Turner Station celebrates legacy during Heritage Day celebration
Wednesday, 06 August 2014 13:04
 by Nicole Rodman

    Turner Station is a community built on the strength of its history and traditions.
    In an effort to recognize this history, and those who are a part of it, the community holds a celebration each August.
    This year, the Turner Station Heritage and Praise Day Celebration was held on Aug. 2 at Union Baptist Church.
    The event primarily honors Henrietta Lacks, a former Turner Station resident whose cells have changed history.
    Born in Virginia, Lacks moved to Turner Station with her family in 1941.
    She was diagnosed with cervical cancer in 1951. Just a few months later, she died of the disease.
    During her treatment at Johns Hopkins Hospital, a sample of her cells were harvested without her or her family’s knowledge or consent.
    Since then, the unusually prolific cells have been used to develop treatments for diseases such as polio, cancer and AIDS.
    In an effort to offer Lacks and her family the recognition that eluded them for so long, Turner Station honors Lacks during the Heritage and Praise Day event.
    Last Saturday’s celebration kicked off  as Turner Station Boy Scout Troop and Cub Scout Pack 270 presented the flag and led the Pledge of Allegiance.
    Dr. Adele Newson-Horst, vice president of the Henrietta Lacks Legacy Group, was on hand to offer an update on the group’s efforts.
   
The group’s accomplishments have included placing a commemorative plaque on Lacks’ former home in Turner Station, nominating Lacks for the National Women’s Hall of Fame and coordinating a Black History Month essay contest.
    As usual, CCBC professor Michael Walsh offered an update on the school’s Henrietta Lacks scholarships and endowment.
    Last fall, CCBC awarded its first four Lacks scholarships to CCBC students studying science, technology, engineering or mathematics.
    Led by Walsh, CCBC continues to raise funds towards the goal of establishing a $100,000 endowment in Lacks’ name.

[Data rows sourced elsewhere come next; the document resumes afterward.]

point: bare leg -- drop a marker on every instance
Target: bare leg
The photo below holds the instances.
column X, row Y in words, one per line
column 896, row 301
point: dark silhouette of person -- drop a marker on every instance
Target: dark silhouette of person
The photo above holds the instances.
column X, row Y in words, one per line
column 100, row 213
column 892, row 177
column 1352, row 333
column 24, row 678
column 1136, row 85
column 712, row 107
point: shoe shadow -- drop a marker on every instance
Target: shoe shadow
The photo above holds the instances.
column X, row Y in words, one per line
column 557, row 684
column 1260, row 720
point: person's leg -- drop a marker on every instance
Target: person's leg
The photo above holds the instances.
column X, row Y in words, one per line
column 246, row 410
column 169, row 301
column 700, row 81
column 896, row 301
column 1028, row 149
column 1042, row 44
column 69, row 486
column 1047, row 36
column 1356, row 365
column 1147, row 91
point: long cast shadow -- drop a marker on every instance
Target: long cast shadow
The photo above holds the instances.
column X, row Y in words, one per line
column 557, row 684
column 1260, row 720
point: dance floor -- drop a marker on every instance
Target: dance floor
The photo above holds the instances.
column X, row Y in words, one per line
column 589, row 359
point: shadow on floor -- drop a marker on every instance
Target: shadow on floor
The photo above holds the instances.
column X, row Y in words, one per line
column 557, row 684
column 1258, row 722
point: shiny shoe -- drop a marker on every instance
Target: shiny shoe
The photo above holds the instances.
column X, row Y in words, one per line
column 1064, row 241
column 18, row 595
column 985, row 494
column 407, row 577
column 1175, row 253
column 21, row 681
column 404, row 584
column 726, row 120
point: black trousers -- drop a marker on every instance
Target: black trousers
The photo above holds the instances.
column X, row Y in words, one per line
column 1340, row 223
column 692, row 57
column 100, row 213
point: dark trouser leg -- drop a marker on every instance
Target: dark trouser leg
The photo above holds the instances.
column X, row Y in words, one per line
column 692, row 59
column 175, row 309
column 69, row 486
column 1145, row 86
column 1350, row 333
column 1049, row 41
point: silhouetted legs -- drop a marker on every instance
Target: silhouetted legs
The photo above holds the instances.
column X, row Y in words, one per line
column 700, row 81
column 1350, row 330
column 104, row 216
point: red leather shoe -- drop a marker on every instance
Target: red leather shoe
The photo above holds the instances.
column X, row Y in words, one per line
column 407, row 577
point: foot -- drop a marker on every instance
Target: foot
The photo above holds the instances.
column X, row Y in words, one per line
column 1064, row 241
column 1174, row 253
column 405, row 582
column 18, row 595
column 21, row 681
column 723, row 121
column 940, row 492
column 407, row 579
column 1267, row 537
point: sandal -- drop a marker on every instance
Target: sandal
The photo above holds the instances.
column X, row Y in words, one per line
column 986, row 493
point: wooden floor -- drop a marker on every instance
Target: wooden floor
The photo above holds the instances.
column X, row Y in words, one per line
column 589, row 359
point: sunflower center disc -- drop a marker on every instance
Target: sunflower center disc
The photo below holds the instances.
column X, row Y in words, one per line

    “For as long as CCBC Dundalk is around ... we will be able to give a scholarship in her name,” Walsh noted.
    During the event, Lacks’ grandson David Lacks Jr. (who also served as the day’s master of ceremonies) read remarks prepared by Lacks’ son, Lawrence.
    Lawrence, who was 16 when Lacks died, offered memories of his mother.
    “She was more to us than a cell in a laboratory,” he wrote.
    Also on hand was Theodore Mack, chairman of the Maryland Commission on African-American History and Culture.
    Mack presented a proclamation on behalf of Gov. Martin O’Malley declaring Aug. 2, 2014, Henrietta Lacks Day in Maryland.
    Following the ceremony, the crowd adjourned to the corner of Main Street and Sollers Point Road where honorary street signs bearing the names of community pioneers Anthony Thomas and Dr. Joseph “Doc” Thomas were unveiled.
    Anthony Thomas first came to Turner Station in the 1880s. An entrepreneur, Thomas established the first building and loan association owned by an African-American in Baltimore County.
    His son, Doc Thomas, was both a physician and entrepreneur.
    In addition to serving as a community doctor for more than 50 years, Doc Thomas built the Anthony Theater, Edgewater Beach Amusement Park and owned a semi-professional baseball team.
    Following the unveiling of the street signs, the day’s festivities continued at the Community Post.
    Though the celebration has concluded, the contributions of Turner Station’s many notable residents will continue to be recognized and remembered.